Jay Nelson will be awarded the 2019 Robert W. Callahan Men’s Sportsmanship Award at the 2019 FS Investments U.S. Open.

The ceremony will be on Tuesday, October 8, as a part of the sixth-annual Character in Sports Day. Purchase tickets here.

Jay Nelson is a legendary masters player. He played squash at Andover and Harvard and for the last half century has been a mainstay of squash in New York City. Inducted into the U.S. Squash Hall of Fame in 2013, Nelson has won thirty-one titles at the National Singles tournament. In hardball, Nelson won the U.S. national men’s 45+ in 1989 and 1990 and the 50+ in 1993 and 1995; in softball the 40+ in 1984 and 1985; the 45+ in 1987 and 1988; the 50+ from 1992 through 1996; the 55+ from 1997 through 2001; the 60+ in 2002, 2003, 2004 and 2006; the 65+ in 2007 through 2011; the 70+ in 2012 and 2016; and the 75+ in 2017 and 2019.

He is renowned as an example of sportsmanship. He was awarded NY Squash’s Eddie Standing Trophy in 1974 for exceptional sportsmanship and throughout his decades in the game has emphasized fair play and courtesy.

Character in Sports Day calls attention to the central importance of sportsmanship in squash. It welcomes all past recipients of national squash sportsmanship awards including the Callahan, Feron’s Wedgwood, the DeRoy (for junior players), the Skillman and Richey (collegiate individual awards) and the Sloane and Chaffee (team awards). In 2014 US Squash created the Robert W. Callahan Sportsmanship Award. Previous winners include Ed Chilton, Rich Sheppard, Richard Chin, Mark Talbott and Chris Spahr.

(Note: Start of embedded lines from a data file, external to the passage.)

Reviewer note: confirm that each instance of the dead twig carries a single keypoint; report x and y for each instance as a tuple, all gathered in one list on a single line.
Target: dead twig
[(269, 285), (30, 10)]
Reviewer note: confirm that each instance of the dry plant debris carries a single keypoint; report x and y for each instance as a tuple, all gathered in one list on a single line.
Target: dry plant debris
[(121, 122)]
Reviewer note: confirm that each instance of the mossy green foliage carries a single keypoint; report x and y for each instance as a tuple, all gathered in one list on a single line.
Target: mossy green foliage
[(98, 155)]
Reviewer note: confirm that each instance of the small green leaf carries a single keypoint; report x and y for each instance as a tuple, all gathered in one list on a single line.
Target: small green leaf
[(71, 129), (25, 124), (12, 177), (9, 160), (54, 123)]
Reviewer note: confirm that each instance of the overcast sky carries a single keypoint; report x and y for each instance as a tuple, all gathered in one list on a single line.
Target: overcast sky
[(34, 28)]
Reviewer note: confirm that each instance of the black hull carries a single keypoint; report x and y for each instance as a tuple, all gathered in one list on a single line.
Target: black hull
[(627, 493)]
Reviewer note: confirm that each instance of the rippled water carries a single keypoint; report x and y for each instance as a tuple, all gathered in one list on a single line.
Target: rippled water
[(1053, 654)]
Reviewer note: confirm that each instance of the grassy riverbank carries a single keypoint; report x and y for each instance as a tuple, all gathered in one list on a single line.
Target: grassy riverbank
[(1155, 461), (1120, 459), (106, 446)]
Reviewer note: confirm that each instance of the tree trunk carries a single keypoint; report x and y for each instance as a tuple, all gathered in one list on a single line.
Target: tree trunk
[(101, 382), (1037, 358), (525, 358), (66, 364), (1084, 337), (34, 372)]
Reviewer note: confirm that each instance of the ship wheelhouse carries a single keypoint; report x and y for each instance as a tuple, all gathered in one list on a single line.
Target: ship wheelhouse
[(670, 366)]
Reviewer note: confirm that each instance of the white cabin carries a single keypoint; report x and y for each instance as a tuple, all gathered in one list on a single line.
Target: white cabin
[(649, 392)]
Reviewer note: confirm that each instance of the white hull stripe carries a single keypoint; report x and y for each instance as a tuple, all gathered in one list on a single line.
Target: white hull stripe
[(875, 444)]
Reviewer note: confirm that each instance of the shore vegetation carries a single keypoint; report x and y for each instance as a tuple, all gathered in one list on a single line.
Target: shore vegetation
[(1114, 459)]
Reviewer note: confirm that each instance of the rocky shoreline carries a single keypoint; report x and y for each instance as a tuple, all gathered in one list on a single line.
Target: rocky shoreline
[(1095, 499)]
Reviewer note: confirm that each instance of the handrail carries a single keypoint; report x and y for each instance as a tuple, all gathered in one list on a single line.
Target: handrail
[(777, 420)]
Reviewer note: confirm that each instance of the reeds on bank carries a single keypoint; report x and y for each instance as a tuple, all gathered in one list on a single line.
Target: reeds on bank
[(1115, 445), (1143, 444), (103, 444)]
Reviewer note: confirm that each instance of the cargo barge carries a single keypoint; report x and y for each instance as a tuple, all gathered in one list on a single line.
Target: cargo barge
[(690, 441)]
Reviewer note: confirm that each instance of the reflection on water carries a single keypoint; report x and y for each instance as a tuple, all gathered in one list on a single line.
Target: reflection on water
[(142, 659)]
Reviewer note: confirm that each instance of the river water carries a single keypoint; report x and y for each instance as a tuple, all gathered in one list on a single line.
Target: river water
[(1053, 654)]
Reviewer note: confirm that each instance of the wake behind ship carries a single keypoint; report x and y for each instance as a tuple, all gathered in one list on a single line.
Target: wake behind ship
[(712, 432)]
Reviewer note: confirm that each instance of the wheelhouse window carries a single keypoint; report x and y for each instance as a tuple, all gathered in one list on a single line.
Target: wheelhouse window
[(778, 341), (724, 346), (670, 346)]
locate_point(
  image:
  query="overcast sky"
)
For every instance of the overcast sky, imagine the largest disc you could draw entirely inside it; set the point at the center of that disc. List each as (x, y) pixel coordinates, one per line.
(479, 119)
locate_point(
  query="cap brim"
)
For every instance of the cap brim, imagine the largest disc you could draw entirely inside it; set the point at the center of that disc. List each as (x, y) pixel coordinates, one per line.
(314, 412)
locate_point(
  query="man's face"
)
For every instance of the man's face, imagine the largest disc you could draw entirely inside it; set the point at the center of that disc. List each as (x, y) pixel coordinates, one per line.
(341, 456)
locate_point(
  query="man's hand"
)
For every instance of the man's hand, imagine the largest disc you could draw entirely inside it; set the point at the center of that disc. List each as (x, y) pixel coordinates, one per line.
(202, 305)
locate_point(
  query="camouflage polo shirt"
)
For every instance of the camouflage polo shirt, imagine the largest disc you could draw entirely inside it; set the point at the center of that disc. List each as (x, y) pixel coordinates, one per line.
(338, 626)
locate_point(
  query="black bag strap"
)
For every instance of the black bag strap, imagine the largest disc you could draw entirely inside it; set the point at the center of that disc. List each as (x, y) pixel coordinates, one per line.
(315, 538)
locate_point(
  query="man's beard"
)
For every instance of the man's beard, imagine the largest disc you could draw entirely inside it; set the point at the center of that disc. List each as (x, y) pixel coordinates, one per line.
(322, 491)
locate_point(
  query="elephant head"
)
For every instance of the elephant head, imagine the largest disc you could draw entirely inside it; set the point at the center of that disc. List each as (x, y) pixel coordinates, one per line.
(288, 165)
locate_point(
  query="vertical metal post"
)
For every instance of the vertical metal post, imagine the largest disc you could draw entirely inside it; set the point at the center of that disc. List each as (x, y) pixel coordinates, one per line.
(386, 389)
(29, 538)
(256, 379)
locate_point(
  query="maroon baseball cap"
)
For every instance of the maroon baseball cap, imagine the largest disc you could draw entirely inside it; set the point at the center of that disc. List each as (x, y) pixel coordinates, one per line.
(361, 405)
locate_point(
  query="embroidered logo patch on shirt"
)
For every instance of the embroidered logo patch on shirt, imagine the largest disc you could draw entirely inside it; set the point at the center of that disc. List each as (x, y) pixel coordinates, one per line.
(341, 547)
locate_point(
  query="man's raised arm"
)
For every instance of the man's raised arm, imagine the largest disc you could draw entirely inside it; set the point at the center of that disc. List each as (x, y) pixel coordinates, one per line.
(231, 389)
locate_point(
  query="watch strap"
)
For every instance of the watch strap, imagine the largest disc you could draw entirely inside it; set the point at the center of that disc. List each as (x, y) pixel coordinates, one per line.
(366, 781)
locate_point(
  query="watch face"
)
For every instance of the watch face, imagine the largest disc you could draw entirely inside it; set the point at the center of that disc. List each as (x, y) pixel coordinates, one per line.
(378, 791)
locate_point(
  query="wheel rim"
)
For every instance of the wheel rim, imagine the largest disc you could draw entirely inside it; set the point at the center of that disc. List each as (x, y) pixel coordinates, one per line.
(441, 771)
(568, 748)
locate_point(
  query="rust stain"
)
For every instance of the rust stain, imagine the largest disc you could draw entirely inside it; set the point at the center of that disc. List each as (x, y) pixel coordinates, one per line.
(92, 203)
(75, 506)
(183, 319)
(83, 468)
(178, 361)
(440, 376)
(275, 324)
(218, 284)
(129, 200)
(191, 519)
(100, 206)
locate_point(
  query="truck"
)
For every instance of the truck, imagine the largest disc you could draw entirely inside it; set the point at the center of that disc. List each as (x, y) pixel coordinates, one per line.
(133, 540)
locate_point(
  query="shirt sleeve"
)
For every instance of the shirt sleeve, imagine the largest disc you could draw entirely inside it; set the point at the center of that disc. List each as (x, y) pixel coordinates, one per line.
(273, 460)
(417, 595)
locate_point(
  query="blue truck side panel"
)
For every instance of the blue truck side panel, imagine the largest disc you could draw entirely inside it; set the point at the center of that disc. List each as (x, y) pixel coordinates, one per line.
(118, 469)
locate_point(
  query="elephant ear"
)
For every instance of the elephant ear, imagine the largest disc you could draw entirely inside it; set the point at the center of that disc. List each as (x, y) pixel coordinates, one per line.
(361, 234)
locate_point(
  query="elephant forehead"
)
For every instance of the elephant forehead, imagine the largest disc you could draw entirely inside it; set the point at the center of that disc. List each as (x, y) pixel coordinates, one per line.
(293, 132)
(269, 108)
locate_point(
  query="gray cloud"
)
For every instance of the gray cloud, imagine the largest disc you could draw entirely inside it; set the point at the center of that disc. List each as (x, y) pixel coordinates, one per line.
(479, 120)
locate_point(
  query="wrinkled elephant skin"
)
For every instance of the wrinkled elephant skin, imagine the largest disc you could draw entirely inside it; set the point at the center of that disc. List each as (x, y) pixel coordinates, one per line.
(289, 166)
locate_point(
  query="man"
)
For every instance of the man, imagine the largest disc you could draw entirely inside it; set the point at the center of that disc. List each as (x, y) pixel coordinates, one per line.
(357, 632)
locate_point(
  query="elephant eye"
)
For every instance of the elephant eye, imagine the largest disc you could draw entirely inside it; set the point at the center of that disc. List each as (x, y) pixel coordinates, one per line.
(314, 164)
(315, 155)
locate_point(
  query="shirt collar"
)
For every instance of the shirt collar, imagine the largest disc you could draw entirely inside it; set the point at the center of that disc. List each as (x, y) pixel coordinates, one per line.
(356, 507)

Bob Callahan was the men’s coach at Princeton for thirty-two years before he died in January 2015 at the age of fifty-nine. His teams won three national titles and more Skillman Awards than any other college in the nation. He founded the world’s oldest squash summer camp and in 1998 directed the World Junior Men’s Championship. He was inducted into the U.S. Squash Hall of Fame in the class of 2011.